Extract experimental properties of any PubChem compound with ease.
Documentation:
Why, indeed, do we need another PubChem-related python package? The answer is that I've found the available one not quite fitting my needs. While the mentioned package offers a wide range of possible uses and allows to retrieve various computed parameters, it does not allow to retrieve any experimental ones. So I decided to write my own package that would do exactly that!
pip install pubchemprops
or
pip3 install pubchemprops
if you have several Python versions installed.
Please keep in mind that this package is written in Python 3, so, sadly, it won't work if you only have Python 2.x installed. Raise an issue if you'd like to see this kind of back-version support implemented, though, and we will see what we can do. :)

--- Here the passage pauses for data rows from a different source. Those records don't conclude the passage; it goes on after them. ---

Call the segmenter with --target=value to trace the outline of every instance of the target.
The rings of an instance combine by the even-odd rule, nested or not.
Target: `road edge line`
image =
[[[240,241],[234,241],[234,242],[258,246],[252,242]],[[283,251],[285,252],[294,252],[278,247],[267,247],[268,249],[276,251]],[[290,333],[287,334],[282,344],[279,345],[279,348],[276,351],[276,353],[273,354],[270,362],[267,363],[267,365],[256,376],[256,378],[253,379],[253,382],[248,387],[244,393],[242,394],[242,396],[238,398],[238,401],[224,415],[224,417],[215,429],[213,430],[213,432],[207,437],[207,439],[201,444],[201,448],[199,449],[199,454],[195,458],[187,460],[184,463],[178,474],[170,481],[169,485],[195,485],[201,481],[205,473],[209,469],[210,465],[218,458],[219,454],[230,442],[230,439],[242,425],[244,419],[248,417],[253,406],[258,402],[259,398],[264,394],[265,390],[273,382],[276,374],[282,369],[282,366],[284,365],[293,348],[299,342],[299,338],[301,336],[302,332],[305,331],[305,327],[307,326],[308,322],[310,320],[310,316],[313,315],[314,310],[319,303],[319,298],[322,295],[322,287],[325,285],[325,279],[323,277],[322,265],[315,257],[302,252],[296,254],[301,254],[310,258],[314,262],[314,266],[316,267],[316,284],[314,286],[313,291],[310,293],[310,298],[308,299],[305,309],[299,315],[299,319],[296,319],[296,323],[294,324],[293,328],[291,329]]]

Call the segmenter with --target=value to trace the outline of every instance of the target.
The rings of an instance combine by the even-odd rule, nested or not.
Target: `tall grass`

from pubchemprops.pubchemprops import X
,
where X is one of the following functions:
get_cid_by_name
– takes a compound name, searches PubChem for it and returns it's PubChem IDget_first_layer_props
– takes a compound name and a list of required parameters that CAN be retreived directly using the amazing PubChem PUG REST APIget_second_layer_props
- takes a compound name and a list of required parameters that CAN NOT be retreived directly and for which one would have to look for in the depth of the whole PubChem record for the compound
This is a pretty simple task, but it may be useful if you would like to do something else with PubChem – that is, something this module cannot yet do.
Use it like that:
print(get_cid_by_name('acetone'))
The function accepts a compound's name (can be either IUPAC or rational) and returns its PubChem CID.
180
Just couldn't find any better name for that :] PRs much welcomed if you have another suggestion, though.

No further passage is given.